The post Oregon Senator fed up with data breaches, blasts Big Tech, demands mandatory standards first appeared on Federal News Network.

Earlier this spring, several House lawmakers introduced a new bill to address a burgeoning post-pandemic trend: the use of employee monitoring technologies.

The “Stop Spying Bosses Act” would create new rules around the use of worker surveillance technologies. It would also establish a new division at the Labor Department to regulate workplace surveillance.

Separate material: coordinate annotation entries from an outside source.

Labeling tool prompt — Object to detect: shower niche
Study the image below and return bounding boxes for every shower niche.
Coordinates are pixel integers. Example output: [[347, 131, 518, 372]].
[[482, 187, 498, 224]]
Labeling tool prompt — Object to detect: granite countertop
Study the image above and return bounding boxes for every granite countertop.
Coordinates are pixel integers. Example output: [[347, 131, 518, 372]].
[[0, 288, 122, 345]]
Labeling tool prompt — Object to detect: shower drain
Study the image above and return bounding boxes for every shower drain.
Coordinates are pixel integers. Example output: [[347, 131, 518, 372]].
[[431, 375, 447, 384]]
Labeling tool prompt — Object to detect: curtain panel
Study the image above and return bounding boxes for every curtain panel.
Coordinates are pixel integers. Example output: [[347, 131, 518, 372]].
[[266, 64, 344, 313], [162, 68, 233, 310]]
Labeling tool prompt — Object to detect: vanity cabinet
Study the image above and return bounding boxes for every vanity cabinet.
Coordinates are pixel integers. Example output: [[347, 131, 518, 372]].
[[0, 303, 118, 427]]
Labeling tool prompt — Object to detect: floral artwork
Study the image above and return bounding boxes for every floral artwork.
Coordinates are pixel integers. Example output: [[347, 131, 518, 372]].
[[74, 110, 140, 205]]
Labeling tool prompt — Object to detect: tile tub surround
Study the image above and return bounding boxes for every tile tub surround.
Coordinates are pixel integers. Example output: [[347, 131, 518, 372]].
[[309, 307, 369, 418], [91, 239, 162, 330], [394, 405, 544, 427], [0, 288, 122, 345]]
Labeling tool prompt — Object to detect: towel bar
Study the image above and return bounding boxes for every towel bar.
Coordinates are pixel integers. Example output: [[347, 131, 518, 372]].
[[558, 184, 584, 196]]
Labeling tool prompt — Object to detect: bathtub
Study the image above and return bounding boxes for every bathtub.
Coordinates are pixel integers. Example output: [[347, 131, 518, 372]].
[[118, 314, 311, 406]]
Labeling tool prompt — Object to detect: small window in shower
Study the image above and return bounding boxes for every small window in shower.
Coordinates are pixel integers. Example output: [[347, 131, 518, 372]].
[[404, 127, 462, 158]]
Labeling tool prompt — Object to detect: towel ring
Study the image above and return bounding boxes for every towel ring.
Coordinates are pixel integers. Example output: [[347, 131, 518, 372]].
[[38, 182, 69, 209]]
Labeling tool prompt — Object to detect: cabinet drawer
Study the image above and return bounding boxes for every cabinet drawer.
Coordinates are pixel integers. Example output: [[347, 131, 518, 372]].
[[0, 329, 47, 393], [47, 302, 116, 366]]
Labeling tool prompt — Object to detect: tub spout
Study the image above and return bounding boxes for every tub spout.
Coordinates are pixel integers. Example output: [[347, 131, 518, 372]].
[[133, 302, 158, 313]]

The legislation comes in response to an explosion in the use of everything from video surveillance to keylogging software to keep tabs on employees. A 2023 survey of 1,000 companies with remote or hybrid workforces found the vast majority use some form of employee monitoring. There’s even a new term for tech that enables this kind of continuous activity tracking: “bossware.”

As the country’s largest employer, where does the federal government stand? To date, there’s little evidence that federal agencies and their managers are taking up the more intrusive employee monitoring practices being embraced in the private sector.

But the unions that represent feds are also guarding against the potential as the technology evolves. National Federation of Federal Employees Executive Director Steve Lenkart said the issue is intertwined with the evolution of telework.

“As our technology improves, and we have more capabilities for people not to be in a centralized place, we’re going to have to invest in technologies that make it easier for that employee to function,” Lenkart said in an interview. “And there’s always going to be questions of supervision. And then it leads to questions of surveillance.”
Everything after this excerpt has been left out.